A conjugate match does NOT exist. It cannot play any part in transmitter
design.

A tale told to unruly hams by curmudgeons to shut them up.

Actual source Z, whatever its value, appears purely by chance AFTER the
design has been completed.

Wishful thinking in its full technicolor and surround sound glory.

Even the designer doesn't know what value it might turn out to be. And the
amateur radio transmitter user couldn't care two hoots what it is.

Called projection of wish fulfillment.

I thought this had all been settled a few years back. But no! It seems the
Old Wives are still plagiarising each other.

Self fulfilling prophecy.
---
Reg

Who's Reg?

This was MUCH too tempting to pass up for another chuckle. The number
of logical inconsistencies within this short gasp begged further
illumination:

On Wed, 12 May 2004 04:21:19 +0000 (UTC), "Reg Edwards"
wrote:

Amateur radio transmitters do NOT typically exhibit a source Z of 50 ohms at
rated power or any other power.
....
Actual source Z, whatever its value, appears purely by chance AFTER the
design has been completed.

It thus follows there must be SOME Z exhibited, any value of which
occurs by happenstance and whose effect, easily determined, is a
probabilistic spin of the chambers in a capitalistic russian roulette
in the market place. Imagine trying to sell your rigs with this wild
inconsistency in quality and performance. 80% of your product would
be RMA'd to oblivion and your production line brought to its knees
with the loading docks running in reverse.

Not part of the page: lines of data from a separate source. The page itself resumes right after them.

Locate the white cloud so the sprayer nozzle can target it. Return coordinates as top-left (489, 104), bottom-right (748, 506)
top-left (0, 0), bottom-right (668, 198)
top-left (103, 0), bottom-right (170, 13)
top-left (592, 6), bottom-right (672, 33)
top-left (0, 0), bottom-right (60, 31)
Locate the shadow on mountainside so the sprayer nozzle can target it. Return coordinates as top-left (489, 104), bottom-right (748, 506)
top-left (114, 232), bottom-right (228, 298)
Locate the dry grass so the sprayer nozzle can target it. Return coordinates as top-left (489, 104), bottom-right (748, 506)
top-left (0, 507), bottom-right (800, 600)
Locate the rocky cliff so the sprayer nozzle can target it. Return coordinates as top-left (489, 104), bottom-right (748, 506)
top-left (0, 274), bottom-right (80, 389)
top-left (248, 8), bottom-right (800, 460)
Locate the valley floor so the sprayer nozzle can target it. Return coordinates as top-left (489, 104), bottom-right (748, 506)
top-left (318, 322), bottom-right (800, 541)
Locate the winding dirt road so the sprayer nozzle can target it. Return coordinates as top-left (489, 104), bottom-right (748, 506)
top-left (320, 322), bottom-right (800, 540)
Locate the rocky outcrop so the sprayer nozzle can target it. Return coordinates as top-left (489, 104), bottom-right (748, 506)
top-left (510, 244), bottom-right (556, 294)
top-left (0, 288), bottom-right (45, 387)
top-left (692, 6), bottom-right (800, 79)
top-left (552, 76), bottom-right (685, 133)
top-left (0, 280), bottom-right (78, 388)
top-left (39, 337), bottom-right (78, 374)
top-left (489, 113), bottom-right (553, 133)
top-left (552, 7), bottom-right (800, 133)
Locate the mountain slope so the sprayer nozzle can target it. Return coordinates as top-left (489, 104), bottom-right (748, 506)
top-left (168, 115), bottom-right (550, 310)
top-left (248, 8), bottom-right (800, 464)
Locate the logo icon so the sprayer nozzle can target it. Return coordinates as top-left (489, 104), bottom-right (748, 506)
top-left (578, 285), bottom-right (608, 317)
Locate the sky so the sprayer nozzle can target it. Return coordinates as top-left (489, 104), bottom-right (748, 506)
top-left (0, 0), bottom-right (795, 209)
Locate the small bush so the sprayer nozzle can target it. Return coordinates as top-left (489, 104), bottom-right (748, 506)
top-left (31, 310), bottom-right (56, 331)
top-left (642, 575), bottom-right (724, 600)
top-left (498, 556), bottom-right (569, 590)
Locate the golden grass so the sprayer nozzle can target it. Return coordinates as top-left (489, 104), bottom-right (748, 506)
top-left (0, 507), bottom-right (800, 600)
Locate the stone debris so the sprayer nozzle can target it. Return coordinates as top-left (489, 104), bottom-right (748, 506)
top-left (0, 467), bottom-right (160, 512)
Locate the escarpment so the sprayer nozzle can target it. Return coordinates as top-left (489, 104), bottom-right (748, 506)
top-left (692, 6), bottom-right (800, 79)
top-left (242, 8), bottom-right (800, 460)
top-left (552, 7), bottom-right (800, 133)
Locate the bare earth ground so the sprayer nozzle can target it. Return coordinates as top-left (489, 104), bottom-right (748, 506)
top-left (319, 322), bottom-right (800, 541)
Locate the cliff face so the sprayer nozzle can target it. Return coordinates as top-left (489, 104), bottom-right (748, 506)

Talk about a mismatch in
THAT line - I love it! We have a description of a conceptual death
wish embraced with a vengeance.

Even the designer doesn't know what value it might turn out to be. And the
amateur radio transmitter user couldn't care two hoots what it is.

Which, of course has been invalidated by the mere asking of the
question that lead to this thread. Boy, self snuffing predictions
come fast and furious. It would be so much more gothic if only there
were numbers behind this dire brooding.

This was better than any Dago Red you happen to be slugging down, Reg.
Do you write this stuff while looking through the bottom of the glass?
If you simply let yourself go, we could have a tale told by Heathcliff
pining for Catherine from the moors.

It seems the Old Wives are still plagiarising each other.
Yours was just syllables short of being lifted from Emily Brontë.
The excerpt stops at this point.